In this section you use these terms implying there's a body of research underneath these terms. I'm very interested in understanding this behaviour but I wasn't aware it was being measured. Is anyone currently working on models of linguistic drift/measuring it with manuscripts you could link?

Replies from: RohanS
comment by RohanS · 2024-10-28T23:53:57.829Z · LW(p) · GW(p)

Max Nadeau recently made a comment [LW(p) · GW(p)] on another post that gave an opinionated summary of a lot of existing CoT faithfulness work, including steganography. I'd recommend reading that. I’m not aware of very much relevant literature here; it’s possible it exists and I haven’t heard about it, but I think it’s also possible that this is a new conversation that exists in tweets more than papers so far.

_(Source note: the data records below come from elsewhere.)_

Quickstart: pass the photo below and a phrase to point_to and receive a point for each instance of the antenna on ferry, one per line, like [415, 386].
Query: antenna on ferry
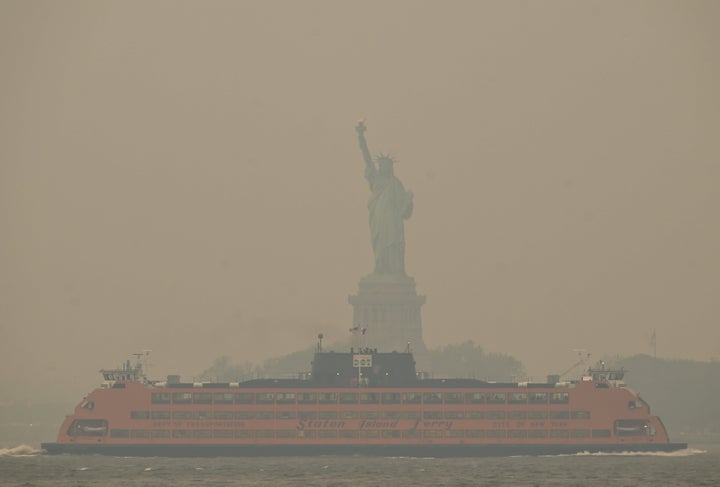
[581, 359]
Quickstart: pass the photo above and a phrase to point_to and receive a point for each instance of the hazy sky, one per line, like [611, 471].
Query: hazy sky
[185, 177]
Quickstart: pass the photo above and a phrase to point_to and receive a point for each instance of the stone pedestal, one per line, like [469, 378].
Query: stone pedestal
[389, 308]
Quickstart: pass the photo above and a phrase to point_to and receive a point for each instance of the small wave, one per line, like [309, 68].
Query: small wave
[19, 451]
[677, 453]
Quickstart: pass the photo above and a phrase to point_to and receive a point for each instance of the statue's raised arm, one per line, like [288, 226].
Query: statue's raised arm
[360, 128]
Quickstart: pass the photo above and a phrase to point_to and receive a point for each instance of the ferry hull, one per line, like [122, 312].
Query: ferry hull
[437, 451]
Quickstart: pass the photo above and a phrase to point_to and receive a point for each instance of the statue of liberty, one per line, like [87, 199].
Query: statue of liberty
[388, 207]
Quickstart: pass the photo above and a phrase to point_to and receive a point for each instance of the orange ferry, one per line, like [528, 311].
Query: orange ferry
[359, 402]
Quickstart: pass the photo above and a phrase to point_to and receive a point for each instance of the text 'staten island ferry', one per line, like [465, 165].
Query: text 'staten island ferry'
[360, 402]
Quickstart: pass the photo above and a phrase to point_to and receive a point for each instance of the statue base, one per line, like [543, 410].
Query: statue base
[388, 307]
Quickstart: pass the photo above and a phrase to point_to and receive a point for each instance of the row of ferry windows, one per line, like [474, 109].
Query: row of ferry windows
[293, 433]
[360, 415]
[360, 398]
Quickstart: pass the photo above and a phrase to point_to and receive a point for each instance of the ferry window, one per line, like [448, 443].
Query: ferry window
[475, 397]
[348, 398]
[88, 427]
[369, 398]
[307, 398]
[244, 398]
[182, 433]
[559, 415]
[202, 398]
[327, 398]
[264, 398]
[432, 398]
[495, 433]
[369, 433]
[633, 427]
[495, 398]
[182, 398]
[286, 433]
[453, 398]
[517, 398]
[223, 398]
[537, 398]
[160, 398]
[537, 414]
[537, 433]
[411, 397]
[286, 398]
[391, 398]
[559, 398]
[391, 414]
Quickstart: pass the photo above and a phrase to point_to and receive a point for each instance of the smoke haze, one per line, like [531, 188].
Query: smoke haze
[185, 177]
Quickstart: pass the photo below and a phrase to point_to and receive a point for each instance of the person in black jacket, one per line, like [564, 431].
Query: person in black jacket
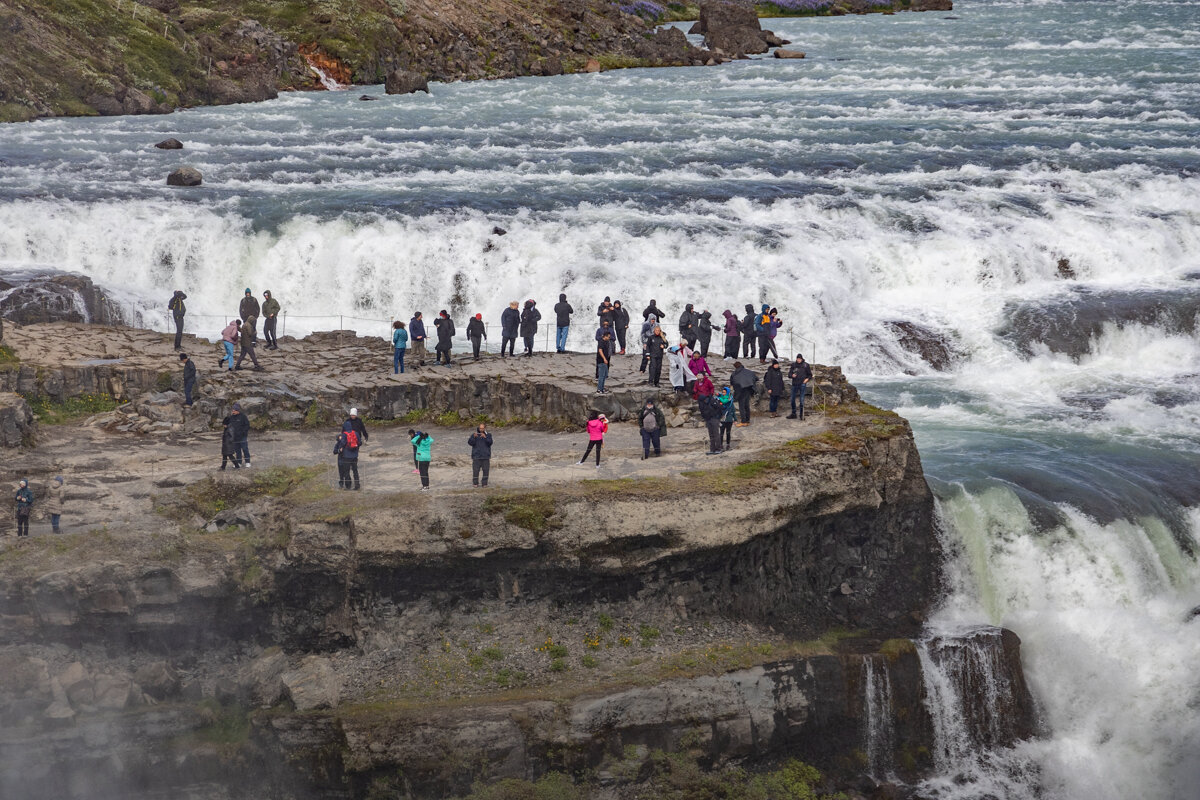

  • Paper on inducing steganography and combatting it with rephrasing: Preventing Language Models From Hiding Their Reasoning
    • Noting a difference between steganography and linguistic drift: I think rephrasing doesn’t make much sense as a defense against strong linguistic drift. If your AI is solving hard sequential reasoning problems with CoT that looks like “Blix farnozzium grellik thopswen…,” what is rephrasing going to do for you?
  • Countering Language Drift via Visual Grounding (Meta, 2019)
    • I haven’t looked at this closely enough to see if it’s really relevant, but it does say in the abstract “We find that agents that were initially pretrained to produce natural language can also experience detrimental language drift: when a non-linguistic reward is used in a goal-based task, e.g. some scalar success metric, the communication protocol may easily and radically diverge from natural language.” That sounds relevant.
  • Andrej Karpathy suggesting that pushing o1-style RL further is likely to lead to linguistic drift:  https://x.com/karpathy/status/1835561952258723930?s=46&t=foMweExRiWvAyWixlTSaFA
  • In the o1 blog post, OpenAI said (under one interpretation) that they didn’t want to just penalize the model for saying harmful or deceptive plans in the CoT because that might lead it to keep having those plans but not writing them in CoT.
    • “Assuming it is faithful and legible, the hidden chain of thought allows us to “read the mind” of the model and understand its thought process. For example, in the future we may wish to monitor the chain of thought for signs of manipulating the user. However, for this to work the model must have freedom to express its thoughts in unaltered form, so we cannot train any policy compliance or user preferences onto the chain of thought.”